Other features were added as I went through my treatment. I ended up in tears trying to get a shirt on over my head while my shoulder was frozen and my arm was crippled after surgery. I realised that the vest had to be front-opening. A zipper with a decent sized pull tab seemed the best solution for numb fingertips. I added kangaroo pockets (how could I resist?) because women’s clothes never have enough pockets.
When I decided to turn my idea into a business, I knew I needed to make my vests look more professional. I bought an Elna serger and a Janome coverstitch and learnt how to use them. The mentoring programs at my local small business centre put me in touch with women with their own sewing studios who gave me the benefit of their skills. But I needed more than just my own experience to make a product that was going to help the largest number of women.
WIth the help of my friend and business partner Rose, eighteen testers came on board to refine the final design. These women, of all shapes and sizes, enthusiastically received a free vest in return for their feedback. By this time, we were all in lockdown for the coronavirus. It was a real pleasure to video chat with ladies all over North America and in Australia to hear about their battles with breast cancer and their responses to our vests. To read Rose’s blog about this click: https://bestbreastvestco.com/blogs/vest-buds/and-shes-off
What did we hear? Firstly, that every woman’s body is a different shape. We narrowed the shoulders and added side-splits to make the pear-shaped women more comfortable.
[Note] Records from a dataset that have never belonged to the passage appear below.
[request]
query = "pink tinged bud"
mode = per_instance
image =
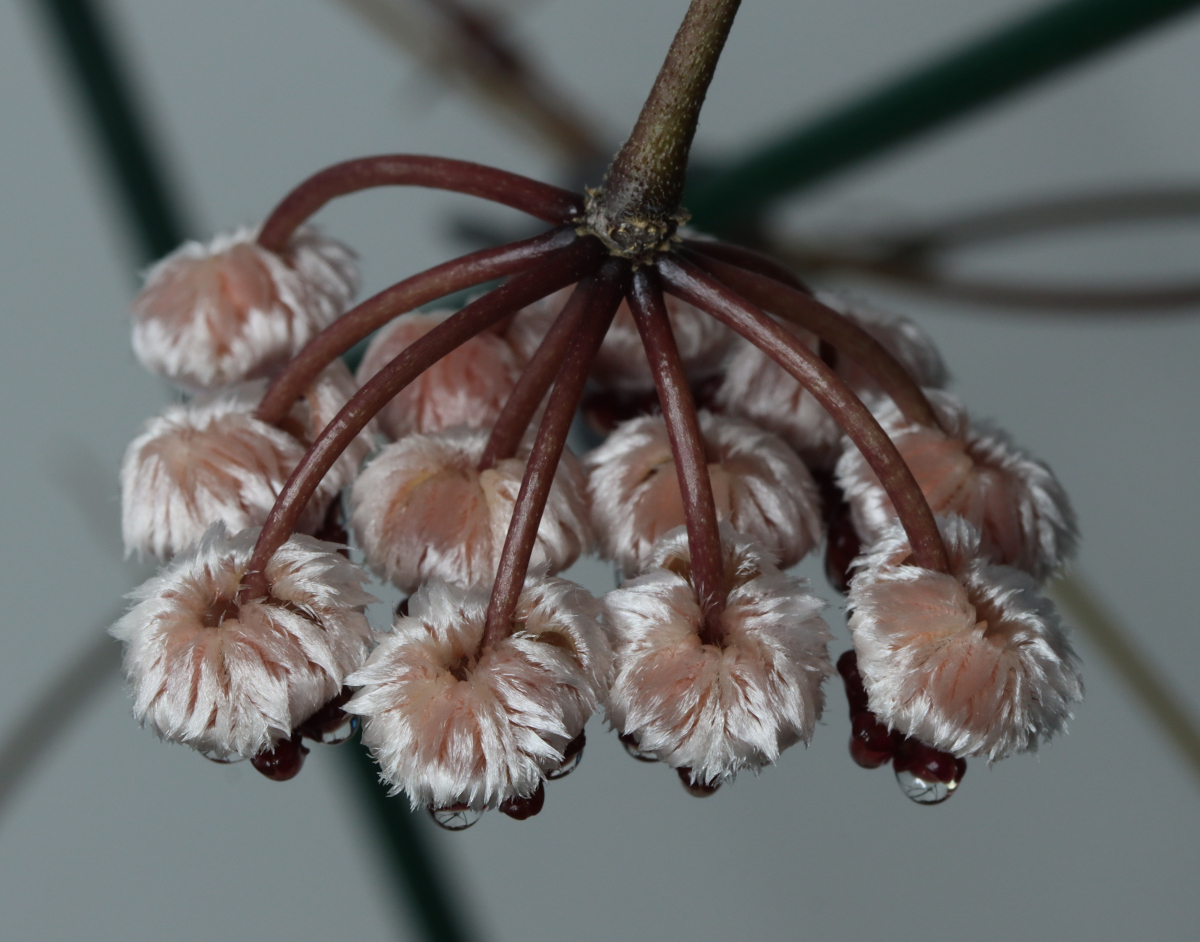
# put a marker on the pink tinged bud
(1013, 499)
(715, 709)
(233, 679)
(621, 364)
(424, 510)
(457, 727)
(760, 487)
(219, 313)
(757, 389)
(975, 663)
(211, 460)
(468, 387)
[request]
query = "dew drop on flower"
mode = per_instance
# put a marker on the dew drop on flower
(523, 808)
(635, 750)
(571, 759)
(925, 775)
(456, 817)
(283, 761)
(695, 789)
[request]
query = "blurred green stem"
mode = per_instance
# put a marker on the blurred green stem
(1103, 629)
(90, 55)
(903, 108)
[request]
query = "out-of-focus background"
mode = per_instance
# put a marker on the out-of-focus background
(118, 837)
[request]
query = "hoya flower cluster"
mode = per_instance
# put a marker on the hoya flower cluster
(745, 425)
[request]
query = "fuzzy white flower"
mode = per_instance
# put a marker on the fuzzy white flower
(760, 486)
(467, 387)
(717, 708)
(229, 310)
(757, 389)
(451, 725)
(232, 679)
(423, 509)
(975, 663)
(211, 460)
(622, 364)
(976, 472)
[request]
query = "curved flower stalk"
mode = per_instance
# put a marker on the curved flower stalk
(720, 657)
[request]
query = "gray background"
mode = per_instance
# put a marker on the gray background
(119, 837)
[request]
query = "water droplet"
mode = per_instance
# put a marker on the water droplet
(523, 808)
(220, 757)
(455, 817)
(635, 750)
(927, 775)
(571, 759)
(697, 789)
(283, 761)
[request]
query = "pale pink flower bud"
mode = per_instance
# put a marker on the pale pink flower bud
(468, 387)
(424, 510)
(622, 364)
(453, 725)
(717, 708)
(211, 460)
(217, 313)
(975, 663)
(757, 389)
(231, 679)
(1013, 499)
(760, 486)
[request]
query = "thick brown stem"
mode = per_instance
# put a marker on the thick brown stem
(354, 325)
(535, 378)
(697, 288)
(647, 175)
(687, 445)
(543, 201)
(847, 337)
(561, 269)
(547, 448)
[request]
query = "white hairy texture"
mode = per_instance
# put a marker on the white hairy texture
(467, 387)
(235, 685)
(977, 473)
(622, 364)
(717, 709)
(975, 663)
(217, 313)
(211, 460)
(760, 487)
(453, 726)
(423, 510)
(756, 388)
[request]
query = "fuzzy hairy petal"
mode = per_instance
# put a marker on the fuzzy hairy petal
(448, 727)
(423, 510)
(211, 460)
(717, 709)
(760, 487)
(240, 685)
(973, 663)
(467, 387)
(1012, 498)
(221, 312)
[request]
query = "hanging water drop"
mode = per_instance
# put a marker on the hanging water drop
(455, 817)
(635, 750)
(571, 759)
(283, 761)
(523, 808)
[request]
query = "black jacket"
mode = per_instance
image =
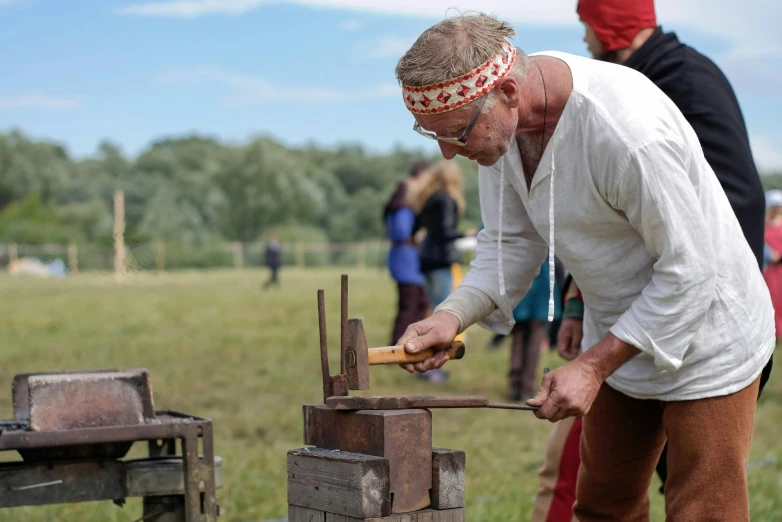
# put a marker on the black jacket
(703, 94)
(273, 254)
(439, 217)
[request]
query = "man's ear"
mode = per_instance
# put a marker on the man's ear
(509, 91)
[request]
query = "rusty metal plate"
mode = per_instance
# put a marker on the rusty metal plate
(404, 403)
(68, 400)
(403, 437)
Secondly, we heard that everybody’s breasts are unique. The biggest challenge was the sag. If one breast is unsupported, where do you place the bottom of the pocket on the other side? Even if you get it right at the start, as the lady ages and gravity takes its course, the bottom of that pocket would need to descend too. VELCRO® to the rescue! It is a unique feature of our product that it is capable of changing as the woman does.
Our testers were mostly in agreement that they wanted plain, not patterned, material. They favoured a heavier weight and darker colours to support the figure and hide any differences in symmetry. Everyone asked us to make a black vest, with dark blue and burgundy coming up as the next most popular choices. And we kept hearing the words “classic” and “feminine”.
We incorporated all these suggestions into our final design. We are almost ready to sell our first vest. Our final design (with its patent application pending) is a casual classic that looks like a regular part of your wardrobe, able to be dressed up or down. And it’s secretly working hard for you on the inside! Hope you like it.